12.02.2008

a story telling

I am a Man

I don’t know when I stopped trying. I think it has been a gradual process. It all started, I think, right around baby number 1, which was seven years ago. It was also 60 pounds and 10 clothing sizes ago. I stopped going to the gym, wearing high heels, and full-face make-up. I just didn’t have the energy to put in the effort. However, I did manage to keep current with the latest in maternity fashion and keep up my hair (color, cut, and even some foils!), waxing, pedicures, facials, and even dental appointments. I also continued to wear lipstick or gloss and mascara. Not a lot of effort, but some. Going “out” was rare, but on those rare occasions, I did manage to pull off some full-face evenings and the occasional high heels.

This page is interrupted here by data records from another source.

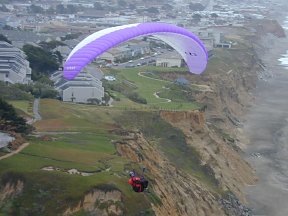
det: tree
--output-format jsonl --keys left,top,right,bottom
{"left": 0, "top": 81, "right": 33, "bottom": 101}
{"left": 39, "top": 40, "right": 66, "bottom": 51}
{"left": 0, "top": 98, "right": 33, "bottom": 134}
{"left": 54, "top": 51, "right": 63, "bottom": 64}
{"left": 0, "top": 34, "right": 11, "bottom": 44}
{"left": 16, "top": 82, "right": 59, "bottom": 99}
{"left": 22, "top": 44, "right": 59, "bottom": 81}
{"left": 127, "top": 92, "right": 147, "bottom": 104}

Then came baby number two. I still wrangled the hair (minus the foils—no time for that nonsense), waxing, and some pedicures in the spring and summer. I still went to the dentist every six months and had an occasional facial. I downgraded my wardrobe completely and, unwilling to part with my “thin” clothes completely, put them in a plastic Rubbermaid bin in the basement—where they still reside, untouched, after three moves to three different states.

Now, with baby number three and a new business, the old gray mare ain’t what she used to be. My basic wardrobe these days is t-shirt and jeans chic. But I don’t want to invest in any fabulous clothes in the size I wear right now because I am still in total denial that I even wear this size. Likewise, I am in total denial that even if I were to attain my old weight, my body will never, ever look like it did pre-pregnancy. The shar-pei-like quality (as in wrinkly dog, not High School Musical character) of my abdominal skin screams “extreme make-over.” The boobs that once rivaled those of Pamela Anderson are now nearly at my waist.

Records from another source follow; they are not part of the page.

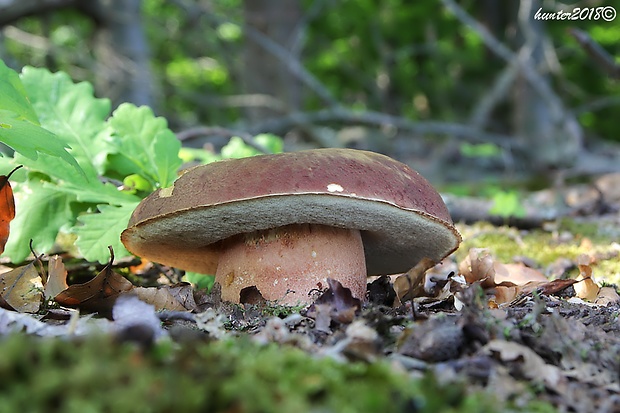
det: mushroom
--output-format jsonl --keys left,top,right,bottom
{"left": 121, "top": 148, "right": 461, "bottom": 305}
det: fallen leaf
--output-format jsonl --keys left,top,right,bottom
{"left": 537, "top": 279, "right": 578, "bottom": 295}
{"left": 574, "top": 277, "right": 599, "bottom": 302}
{"left": 393, "top": 257, "right": 436, "bottom": 301}
{"left": 314, "top": 279, "right": 360, "bottom": 316}
{"left": 43, "top": 255, "right": 69, "bottom": 299}
{"left": 495, "top": 263, "right": 548, "bottom": 285}
{"left": 458, "top": 248, "right": 496, "bottom": 288}
{"left": 307, "top": 279, "right": 361, "bottom": 330}
{"left": 55, "top": 247, "right": 133, "bottom": 315}
{"left": 0, "top": 166, "right": 22, "bottom": 254}
{"left": 397, "top": 315, "right": 464, "bottom": 362}
{"left": 490, "top": 285, "right": 520, "bottom": 306}
{"left": 195, "top": 308, "right": 227, "bottom": 339}
{"left": 133, "top": 283, "right": 198, "bottom": 312}
{"left": 342, "top": 320, "right": 381, "bottom": 362}
{"left": 307, "top": 303, "right": 334, "bottom": 333}
{"left": 576, "top": 254, "right": 593, "bottom": 278}
{"left": 0, "top": 306, "right": 112, "bottom": 336}
{"left": 595, "top": 286, "right": 620, "bottom": 306}
{"left": 367, "top": 275, "right": 396, "bottom": 306}
{"left": 482, "top": 340, "right": 565, "bottom": 391}
{"left": 0, "top": 260, "right": 43, "bottom": 313}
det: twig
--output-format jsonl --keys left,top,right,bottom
{"left": 239, "top": 24, "right": 339, "bottom": 108}
{"left": 247, "top": 106, "right": 518, "bottom": 148}
{"left": 441, "top": 0, "right": 566, "bottom": 122}
{"left": 168, "top": 0, "right": 339, "bottom": 108}
{"left": 184, "top": 93, "right": 288, "bottom": 112}
{"left": 289, "top": 0, "right": 331, "bottom": 56}
{"left": 569, "top": 28, "right": 620, "bottom": 79}
{"left": 176, "top": 126, "right": 273, "bottom": 154}
{"left": 469, "top": 58, "right": 520, "bottom": 129}
{"left": 573, "top": 95, "right": 620, "bottom": 115}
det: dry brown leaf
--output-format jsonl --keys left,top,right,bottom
{"left": 0, "top": 166, "right": 22, "bottom": 255}
{"left": 491, "top": 285, "right": 520, "bottom": 306}
{"left": 574, "top": 277, "right": 600, "bottom": 302}
{"left": 44, "top": 255, "right": 69, "bottom": 299}
{"left": 0, "top": 261, "right": 43, "bottom": 313}
{"left": 133, "top": 283, "right": 198, "bottom": 311}
{"left": 482, "top": 340, "right": 565, "bottom": 391}
{"left": 393, "top": 257, "right": 436, "bottom": 301}
{"left": 342, "top": 320, "right": 380, "bottom": 362}
{"left": 576, "top": 254, "right": 594, "bottom": 278}
{"left": 538, "top": 279, "right": 578, "bottom": 295}
{"left": 55, "top": 248, "right": 133, "bottom": 315}
{"left": 458, "top": 248, "right": 496, "bottom": 288}
{"left": 595, "top": 286, "right": 620, "bottom": 306}
{"left": 307, "top": 279, "right": 361, "bottom": 330}
{"left": 495, "top": 263, "right": 548, "bottom": 285}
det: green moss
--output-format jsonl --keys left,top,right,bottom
{"left": 0, "top": 333, "right": 552, "bottom": 413}
{"left": 260, "top": 303, "right": 306, "bottom": 318}
{"left": 456, "top": 222, "right": 620, "bottom": 285}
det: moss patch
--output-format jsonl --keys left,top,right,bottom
{"left": 0, "top": 333, "right": 515, "bottom": 413}
{"left": 456, "top": 222, "right": 620, "bottom": 284}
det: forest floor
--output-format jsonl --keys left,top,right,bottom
{"left": 188, "top": 212, "right": 620, "bottom": 413}
{"left": 1, "top": 173, "right": 619, "bottom": 412}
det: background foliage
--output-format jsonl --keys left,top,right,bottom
{"left": 2, "top": 0, "right": 618, "bottom": 140}
{"left": 1, "top": 0, "right": 619, "bottom": 263}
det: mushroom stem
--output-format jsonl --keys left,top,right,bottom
{"left": 214, "top": 224, "right": 367, "bottom": 305}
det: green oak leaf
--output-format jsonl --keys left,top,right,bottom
{"left": 3, "top": 180, "right": 78, "bottom": 262}
{"left": 73, "top": 202, "right": 139, "bottom": 264}
{"left": 106, "top": 104, "right": 181, "bottom": 189}
{"left": 0, "top": 110, "right": 79, "bottom": 169}
{"left": 19, "top": 67, "right": 112, "bottom": 176}
{"left": 0, "top": 59, "right": 81, "bottom": 173}
{"left": 0, "top": 60, "right": 38, "bottom": 123}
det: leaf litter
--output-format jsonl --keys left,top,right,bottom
{"left": 0, "top": 221, "right": 619, "bottom": 411}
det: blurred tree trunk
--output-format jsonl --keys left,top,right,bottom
{"left": 242, "top": 0, "right": 303, "bottom": 121}
{"left": 469, "top": 0, "right": 582, "bottom": 171}
{"left": 83, "top": 0, "right": 154, "bottom": 108}
{"left": 511, "top": 0, "right": 581, "bottom": 170}
{"left": 0, "top": 0, "right": 153, "bottom": 109}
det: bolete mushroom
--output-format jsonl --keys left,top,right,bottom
{"left": 121, "top": 148, "right": 461, "bottom": 305}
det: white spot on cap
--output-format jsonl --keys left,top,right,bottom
{"left": 159, "top": 185, "right": 174, "bottom": 198}
{"left": 327, "top": 183, "right": 344, "bottom": 192}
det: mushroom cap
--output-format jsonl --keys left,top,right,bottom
{"left": 121, "top": 148, "right": 461, "bottom": 276}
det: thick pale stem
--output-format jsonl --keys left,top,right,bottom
{"left": 214, "top": 224, "right": 367, "bottom": 305}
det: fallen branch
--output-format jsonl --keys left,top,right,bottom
{"left": 441, "top": 0, "right": 566, "bottom": 122}
{"left": 247, "top": 106, "right": 518, "bottom": 148}
{"left": 168, "top": 0, "right": 339, "bottom": 108}
{"left": 569, "top": 28, "right": 620, "bottom": 79}
{"left": 176, "top": 126, "right": 273, "bottom": 154}
{"left": 469, "top": 58, "right": 520, "bottom": 129}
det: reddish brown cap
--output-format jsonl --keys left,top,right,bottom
{"left": 121, "top": 148, "right": 461, "bottom": 275}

Most days, if I know I won’t be leaving the house except for perhaps a drop-off or pick-up, I’ll skip showering so I can have 20 minutes of extra sleep … unless it’s been a few days and I start to offend even myself. On the other hand, and in my own defense, if I know I am going “out” or will be seen by strangers, I will shower, run a comb through my hair, brush my teeth, and get dressed, even putting on a bra.

Wait a minute. Isn’t this the same routine my husband has had for years, minus the bra?

Clearly, I have become a man. I dress like one, and I’ve let so many beauty regimens go, I might as well be one. It’s just so much easier.

My only comfort is in the belief that I’ll eventually get back to being a woman. Someday. After all, those “thin” clothes are still down in the basement, and I keep meaning to find a way to get back to the gym. I will absolutely get my now gorilla-esque legs (don’t even ask about the bikini line) waxed soon. Really. I mean it! And I’ll get a pedicure, too — just as soon as the warmer weather gets here. I also plan to do something about the new Lily Munster thing I’ve got going with my hair. Heck, I even have a great gift certificate for a facial, which has been gathering dust on my desk. I’ll use it, I swear! Someday. You know, when I have more time.

When people ask me what I’d like for my birthday or Christmas, I can’t help but think that what I could really use is some kind of device, a robot or some sort of special machine, that will tend to me in my sleep without actually waking me up — because I cannot spare one moment of sleep. It would be great to get up in the morning and see my hair and nails done, skin perfect and glowing, legs smooth and shiny, and a pre-pregnancy body underneath the flannel sweatpants.

For now, I’ll just have to be happy with the fact that I manage to brush my teeth every day. Baby steps.